TP-Link fixt NetUSB-Lücke bei weiteren Router-Modellen

BreitbandNetzwerke
TP-Link Archer VR200v (Bild: TP-Link)

Das Firmware-Update steht wie angekündigt jetzt bereit. Ältere Modelle sollen dann bis Mitte Juni damit versorgt werden. Die NetUSB-Schwachstelle war vergangene Woche öffentlich bekannt geworden. Sie steckt in der Softwarekomponente “NetUSB.inf” die von mindestens 26 Herstellern in ihren Treibern verwendet wird.

TP-Link hat einen weiteren Teil seiner Hausaufgaben im Zusammenhang mit der vergangene Woche als NetUSB-Lücke bekannt gewordene Schwachstelle reagiert. Sie steckt in einer von vielen Router-Herstellern genutzten Software. Nachdem TP-Link von den Entdeckern der Sicherheitslücke bereits im Vorfeld kontaktiert worden war und diese Möglichkeit nutzte, um für erste Modelle (TP-Link TL-WDR4300 V1 und TP-Link WR1043ND v2) ein Update anzubieten, steht dieses jetzt wie versprochen für “alle aktuellen Router” zum Download bereit. Besitzer älterer Geräte müssen dagegen noch bis Juni warten, für die als “Auslaufmodell” gekennzeichneten Geräte wird es kein Update mehr geben.

TP-Link fixt NetUSB-Schwachstelle bei weiteren Router-Modellen (Bild: TP-Link)
Der SOHO-Router TP-Link Archer VR200v lässt sich mit dem nun verfügbaren Firmware-Update gegen die NetUSB-Lücke absichern (Bild: TP-Link)

Ab sofort verfügbar ist es nun auch für die TP-Link-Modelle Archer VR200v, Archer C9, C7, C5, C2, C20i, die Modelle Archer D9, D7 und D2 sowie TD-W8970, TD-W9980 und TD-W8980. Damit sind im Großen und Ganzen die seit Anfang 2014 auf den Markt gekommenen Netzwerkgeräte abgedeckt.

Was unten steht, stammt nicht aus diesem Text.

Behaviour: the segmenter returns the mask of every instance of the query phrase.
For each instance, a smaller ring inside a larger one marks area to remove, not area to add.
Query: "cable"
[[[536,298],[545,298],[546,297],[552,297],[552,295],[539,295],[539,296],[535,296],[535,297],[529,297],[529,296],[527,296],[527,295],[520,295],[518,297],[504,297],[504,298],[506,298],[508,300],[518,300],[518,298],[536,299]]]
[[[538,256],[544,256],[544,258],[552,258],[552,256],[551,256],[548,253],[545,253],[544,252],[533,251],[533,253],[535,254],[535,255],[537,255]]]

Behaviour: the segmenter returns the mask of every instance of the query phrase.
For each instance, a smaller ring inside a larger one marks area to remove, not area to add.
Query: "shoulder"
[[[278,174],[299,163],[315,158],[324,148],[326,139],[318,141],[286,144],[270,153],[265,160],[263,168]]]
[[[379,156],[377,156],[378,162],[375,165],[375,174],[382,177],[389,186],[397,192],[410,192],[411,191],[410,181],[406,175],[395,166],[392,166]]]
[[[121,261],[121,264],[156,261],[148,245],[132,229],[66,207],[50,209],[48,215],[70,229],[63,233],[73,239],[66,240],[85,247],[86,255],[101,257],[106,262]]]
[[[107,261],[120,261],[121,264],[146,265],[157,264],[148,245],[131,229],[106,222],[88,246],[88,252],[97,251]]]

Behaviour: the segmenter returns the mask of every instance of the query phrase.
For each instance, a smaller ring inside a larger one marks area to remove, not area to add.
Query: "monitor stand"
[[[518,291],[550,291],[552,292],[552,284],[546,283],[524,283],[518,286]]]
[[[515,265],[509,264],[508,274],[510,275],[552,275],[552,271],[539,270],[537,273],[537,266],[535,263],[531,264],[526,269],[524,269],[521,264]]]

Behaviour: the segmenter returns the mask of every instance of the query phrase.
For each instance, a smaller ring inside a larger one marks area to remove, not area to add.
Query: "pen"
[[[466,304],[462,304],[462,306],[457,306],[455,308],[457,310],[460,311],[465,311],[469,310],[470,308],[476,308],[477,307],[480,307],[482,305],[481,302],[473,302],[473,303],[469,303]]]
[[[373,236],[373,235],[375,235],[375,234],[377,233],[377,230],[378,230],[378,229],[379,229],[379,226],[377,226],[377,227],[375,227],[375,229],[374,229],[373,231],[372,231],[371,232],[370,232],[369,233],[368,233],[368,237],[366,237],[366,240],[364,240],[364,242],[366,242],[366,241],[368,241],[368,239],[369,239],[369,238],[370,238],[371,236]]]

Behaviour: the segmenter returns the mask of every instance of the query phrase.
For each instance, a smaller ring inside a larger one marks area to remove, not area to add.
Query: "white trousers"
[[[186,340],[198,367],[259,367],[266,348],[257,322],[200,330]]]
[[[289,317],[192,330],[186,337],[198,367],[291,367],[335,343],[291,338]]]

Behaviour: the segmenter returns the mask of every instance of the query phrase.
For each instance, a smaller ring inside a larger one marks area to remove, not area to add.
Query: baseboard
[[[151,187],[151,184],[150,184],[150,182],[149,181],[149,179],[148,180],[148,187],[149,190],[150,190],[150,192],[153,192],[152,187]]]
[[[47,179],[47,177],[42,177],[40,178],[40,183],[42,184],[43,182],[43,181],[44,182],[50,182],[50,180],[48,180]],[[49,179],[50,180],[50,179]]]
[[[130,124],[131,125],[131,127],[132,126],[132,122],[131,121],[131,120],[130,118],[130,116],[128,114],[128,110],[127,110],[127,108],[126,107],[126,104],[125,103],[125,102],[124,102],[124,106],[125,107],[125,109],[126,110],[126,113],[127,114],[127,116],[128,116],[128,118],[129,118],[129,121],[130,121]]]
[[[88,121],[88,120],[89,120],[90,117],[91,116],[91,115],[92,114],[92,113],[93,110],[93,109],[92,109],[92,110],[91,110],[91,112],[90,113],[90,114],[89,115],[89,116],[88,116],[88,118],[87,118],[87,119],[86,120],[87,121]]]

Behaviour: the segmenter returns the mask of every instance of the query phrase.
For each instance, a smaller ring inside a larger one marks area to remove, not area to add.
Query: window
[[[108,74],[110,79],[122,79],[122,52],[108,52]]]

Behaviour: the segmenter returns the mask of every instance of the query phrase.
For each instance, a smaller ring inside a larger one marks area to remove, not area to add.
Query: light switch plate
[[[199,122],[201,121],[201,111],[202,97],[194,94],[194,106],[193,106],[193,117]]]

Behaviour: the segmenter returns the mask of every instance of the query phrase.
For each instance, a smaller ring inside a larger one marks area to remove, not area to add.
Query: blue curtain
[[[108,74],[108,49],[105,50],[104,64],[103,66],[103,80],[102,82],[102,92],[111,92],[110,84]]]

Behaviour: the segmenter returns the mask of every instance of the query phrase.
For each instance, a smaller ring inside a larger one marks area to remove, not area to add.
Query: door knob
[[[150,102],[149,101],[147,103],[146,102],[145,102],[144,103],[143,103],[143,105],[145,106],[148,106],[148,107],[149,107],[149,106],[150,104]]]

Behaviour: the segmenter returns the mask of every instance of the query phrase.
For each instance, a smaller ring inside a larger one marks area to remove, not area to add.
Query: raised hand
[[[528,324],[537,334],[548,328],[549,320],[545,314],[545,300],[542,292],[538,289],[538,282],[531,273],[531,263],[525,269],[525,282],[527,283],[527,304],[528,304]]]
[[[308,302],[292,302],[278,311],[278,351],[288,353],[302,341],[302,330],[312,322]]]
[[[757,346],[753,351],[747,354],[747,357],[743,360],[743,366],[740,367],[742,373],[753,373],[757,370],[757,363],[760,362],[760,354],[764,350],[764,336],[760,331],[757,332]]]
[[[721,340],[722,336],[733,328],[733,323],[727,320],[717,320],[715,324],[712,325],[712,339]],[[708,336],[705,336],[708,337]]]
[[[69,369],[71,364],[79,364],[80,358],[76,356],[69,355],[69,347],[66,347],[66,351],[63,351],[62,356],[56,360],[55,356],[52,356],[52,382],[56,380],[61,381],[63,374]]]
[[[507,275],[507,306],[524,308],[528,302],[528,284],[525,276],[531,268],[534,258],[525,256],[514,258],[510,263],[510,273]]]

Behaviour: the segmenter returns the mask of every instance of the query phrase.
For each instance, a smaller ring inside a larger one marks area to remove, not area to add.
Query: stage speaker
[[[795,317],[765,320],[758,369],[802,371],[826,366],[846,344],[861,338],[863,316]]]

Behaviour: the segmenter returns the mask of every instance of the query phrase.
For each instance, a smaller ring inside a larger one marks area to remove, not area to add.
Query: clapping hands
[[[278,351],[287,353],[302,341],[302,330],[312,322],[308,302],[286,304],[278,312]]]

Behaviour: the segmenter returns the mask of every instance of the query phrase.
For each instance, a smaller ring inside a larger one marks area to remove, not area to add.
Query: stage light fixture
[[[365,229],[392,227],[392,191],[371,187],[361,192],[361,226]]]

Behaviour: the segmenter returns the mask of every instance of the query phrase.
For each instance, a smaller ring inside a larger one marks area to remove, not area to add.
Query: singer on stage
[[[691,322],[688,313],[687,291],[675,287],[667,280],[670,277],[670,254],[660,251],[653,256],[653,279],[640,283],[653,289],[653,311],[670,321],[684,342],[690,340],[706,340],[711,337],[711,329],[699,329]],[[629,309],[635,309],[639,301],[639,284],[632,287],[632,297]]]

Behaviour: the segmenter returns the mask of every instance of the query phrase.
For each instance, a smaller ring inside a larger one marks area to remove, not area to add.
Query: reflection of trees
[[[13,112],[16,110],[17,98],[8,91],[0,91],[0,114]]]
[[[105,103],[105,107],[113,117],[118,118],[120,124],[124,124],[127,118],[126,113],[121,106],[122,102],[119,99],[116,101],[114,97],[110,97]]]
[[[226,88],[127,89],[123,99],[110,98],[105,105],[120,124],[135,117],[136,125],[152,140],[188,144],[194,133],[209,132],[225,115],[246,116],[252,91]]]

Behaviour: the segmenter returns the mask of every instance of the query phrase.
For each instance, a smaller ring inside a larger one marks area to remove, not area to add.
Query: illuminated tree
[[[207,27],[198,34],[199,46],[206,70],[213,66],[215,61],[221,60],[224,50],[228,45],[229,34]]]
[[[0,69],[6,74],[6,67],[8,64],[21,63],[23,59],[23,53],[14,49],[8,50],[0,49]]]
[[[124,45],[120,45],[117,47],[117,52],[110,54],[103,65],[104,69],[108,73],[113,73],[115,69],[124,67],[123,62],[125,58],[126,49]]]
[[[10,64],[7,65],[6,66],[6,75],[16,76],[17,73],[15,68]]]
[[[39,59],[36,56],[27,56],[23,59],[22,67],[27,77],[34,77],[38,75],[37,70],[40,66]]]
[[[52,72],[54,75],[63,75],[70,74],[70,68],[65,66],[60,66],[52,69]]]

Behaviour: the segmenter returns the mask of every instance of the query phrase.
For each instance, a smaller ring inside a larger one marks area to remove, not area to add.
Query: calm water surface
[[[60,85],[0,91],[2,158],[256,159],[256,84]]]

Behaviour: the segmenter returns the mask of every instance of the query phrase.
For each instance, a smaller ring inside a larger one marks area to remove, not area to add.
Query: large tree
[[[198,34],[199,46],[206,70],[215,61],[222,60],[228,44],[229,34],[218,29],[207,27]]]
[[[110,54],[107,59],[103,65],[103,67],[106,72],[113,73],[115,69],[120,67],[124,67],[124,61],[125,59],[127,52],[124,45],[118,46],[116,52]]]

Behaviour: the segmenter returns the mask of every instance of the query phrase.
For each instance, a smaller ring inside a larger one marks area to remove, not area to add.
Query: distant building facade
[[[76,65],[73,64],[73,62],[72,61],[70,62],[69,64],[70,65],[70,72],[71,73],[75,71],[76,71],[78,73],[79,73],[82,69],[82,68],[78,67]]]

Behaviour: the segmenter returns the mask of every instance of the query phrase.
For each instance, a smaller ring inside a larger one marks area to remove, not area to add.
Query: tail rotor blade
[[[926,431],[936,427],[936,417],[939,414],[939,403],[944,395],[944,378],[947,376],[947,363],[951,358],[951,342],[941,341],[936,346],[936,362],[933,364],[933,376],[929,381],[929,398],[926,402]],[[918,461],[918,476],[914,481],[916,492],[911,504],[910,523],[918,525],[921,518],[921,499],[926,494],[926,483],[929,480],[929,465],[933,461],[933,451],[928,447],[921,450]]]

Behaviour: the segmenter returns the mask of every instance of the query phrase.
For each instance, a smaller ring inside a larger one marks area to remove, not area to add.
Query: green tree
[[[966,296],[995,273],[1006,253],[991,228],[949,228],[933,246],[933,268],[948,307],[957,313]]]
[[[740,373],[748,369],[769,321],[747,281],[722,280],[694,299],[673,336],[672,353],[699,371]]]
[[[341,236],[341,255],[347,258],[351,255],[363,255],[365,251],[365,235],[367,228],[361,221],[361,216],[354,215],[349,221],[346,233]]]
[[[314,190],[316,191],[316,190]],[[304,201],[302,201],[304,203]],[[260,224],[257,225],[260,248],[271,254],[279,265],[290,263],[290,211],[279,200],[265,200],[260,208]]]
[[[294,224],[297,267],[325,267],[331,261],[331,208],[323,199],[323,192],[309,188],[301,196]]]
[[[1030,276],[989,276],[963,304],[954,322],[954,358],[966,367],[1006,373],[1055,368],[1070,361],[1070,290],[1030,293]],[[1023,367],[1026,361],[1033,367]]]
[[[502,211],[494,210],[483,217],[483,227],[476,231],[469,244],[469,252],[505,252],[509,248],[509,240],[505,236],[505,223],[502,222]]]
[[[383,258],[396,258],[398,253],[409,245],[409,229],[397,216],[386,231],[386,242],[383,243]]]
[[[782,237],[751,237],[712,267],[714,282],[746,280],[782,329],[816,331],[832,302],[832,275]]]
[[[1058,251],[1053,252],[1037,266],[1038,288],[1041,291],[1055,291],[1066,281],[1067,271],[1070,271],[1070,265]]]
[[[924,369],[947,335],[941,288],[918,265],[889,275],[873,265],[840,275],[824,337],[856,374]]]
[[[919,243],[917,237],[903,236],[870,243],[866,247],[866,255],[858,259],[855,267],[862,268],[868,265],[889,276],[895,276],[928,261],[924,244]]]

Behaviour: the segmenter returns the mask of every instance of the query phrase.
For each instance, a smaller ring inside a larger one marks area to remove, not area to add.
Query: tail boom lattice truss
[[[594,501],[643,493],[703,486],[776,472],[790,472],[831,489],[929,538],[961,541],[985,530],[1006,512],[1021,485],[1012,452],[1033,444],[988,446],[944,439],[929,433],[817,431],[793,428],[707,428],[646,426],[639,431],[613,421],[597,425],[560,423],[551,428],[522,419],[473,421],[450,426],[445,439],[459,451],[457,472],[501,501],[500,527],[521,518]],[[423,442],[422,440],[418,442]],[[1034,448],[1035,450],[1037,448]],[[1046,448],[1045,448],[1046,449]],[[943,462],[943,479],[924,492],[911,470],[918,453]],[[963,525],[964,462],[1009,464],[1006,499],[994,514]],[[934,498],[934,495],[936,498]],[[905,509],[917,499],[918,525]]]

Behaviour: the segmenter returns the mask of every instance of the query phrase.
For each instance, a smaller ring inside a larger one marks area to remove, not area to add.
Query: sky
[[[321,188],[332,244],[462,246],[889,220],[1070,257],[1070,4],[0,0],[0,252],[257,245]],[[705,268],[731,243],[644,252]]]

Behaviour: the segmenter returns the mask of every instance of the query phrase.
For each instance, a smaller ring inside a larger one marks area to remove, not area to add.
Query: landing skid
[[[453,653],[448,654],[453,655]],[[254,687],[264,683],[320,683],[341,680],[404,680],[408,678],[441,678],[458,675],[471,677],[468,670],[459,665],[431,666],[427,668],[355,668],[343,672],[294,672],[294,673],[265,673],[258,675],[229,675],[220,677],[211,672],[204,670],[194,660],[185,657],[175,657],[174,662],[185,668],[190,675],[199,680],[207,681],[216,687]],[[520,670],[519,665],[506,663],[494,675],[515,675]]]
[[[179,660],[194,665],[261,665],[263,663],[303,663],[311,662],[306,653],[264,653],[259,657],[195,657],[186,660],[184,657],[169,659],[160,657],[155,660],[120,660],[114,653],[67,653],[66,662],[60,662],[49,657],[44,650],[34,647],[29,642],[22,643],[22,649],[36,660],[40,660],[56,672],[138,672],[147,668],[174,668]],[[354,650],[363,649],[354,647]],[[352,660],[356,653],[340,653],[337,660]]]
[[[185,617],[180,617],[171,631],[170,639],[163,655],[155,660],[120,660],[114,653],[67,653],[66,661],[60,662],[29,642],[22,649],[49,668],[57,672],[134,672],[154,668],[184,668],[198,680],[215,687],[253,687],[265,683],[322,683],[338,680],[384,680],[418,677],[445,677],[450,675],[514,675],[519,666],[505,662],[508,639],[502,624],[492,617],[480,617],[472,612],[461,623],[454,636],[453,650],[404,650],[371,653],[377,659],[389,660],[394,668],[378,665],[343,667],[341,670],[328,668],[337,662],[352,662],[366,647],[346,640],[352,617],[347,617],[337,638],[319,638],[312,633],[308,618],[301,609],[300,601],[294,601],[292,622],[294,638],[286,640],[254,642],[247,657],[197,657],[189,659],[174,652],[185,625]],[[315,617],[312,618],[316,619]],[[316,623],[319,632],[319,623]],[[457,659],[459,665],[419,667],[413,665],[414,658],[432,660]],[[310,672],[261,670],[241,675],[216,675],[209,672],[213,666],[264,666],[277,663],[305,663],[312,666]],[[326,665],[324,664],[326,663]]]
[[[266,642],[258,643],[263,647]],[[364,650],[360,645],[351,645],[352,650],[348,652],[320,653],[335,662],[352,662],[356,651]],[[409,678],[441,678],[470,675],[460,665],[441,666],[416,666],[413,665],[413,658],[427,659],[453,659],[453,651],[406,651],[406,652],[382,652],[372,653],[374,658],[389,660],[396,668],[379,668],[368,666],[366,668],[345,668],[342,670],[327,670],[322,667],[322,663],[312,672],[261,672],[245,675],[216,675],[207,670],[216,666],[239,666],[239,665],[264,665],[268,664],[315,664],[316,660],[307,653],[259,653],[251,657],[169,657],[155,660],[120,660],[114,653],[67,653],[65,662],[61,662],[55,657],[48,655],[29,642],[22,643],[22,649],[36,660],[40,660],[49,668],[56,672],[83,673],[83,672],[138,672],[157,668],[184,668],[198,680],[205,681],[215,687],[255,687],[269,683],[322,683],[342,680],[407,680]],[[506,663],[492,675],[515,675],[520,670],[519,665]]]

Wie der Entdecker, Sicherheitsexperte Stefan Viehbock vom SEC Consult Vulnerability Lab, erklärte, erlaubt die Schwachstelle (CVE-2014-3036) es unautorisierten Nutzern, einen Kernel-Stack-Pufferüberlauf auszulösen, der wiederum Denial-of-Service-Attacken oder die Ausführung von Schadcode ermöglicht. Sie müssen sich dazu in der Regel im lokalen Netzwerk aufhalten. Bei einigen Router-Konfigurationen sollen aber auch Angriffe aus der Ferne möglich sein.

Laut SEC Consult ist das bei einer “unzureichenden Eingabeprüfung” der Fall. Mit einem überlangen Computernamen lasse sich dann ein Überlauf des Kernel-Stack-Puffers provozieren. Die dadurch hervorgerufenen Speicherfehler könnten dann für Remotecodeausführung mit Nutzerrechten ausgenutzt werden.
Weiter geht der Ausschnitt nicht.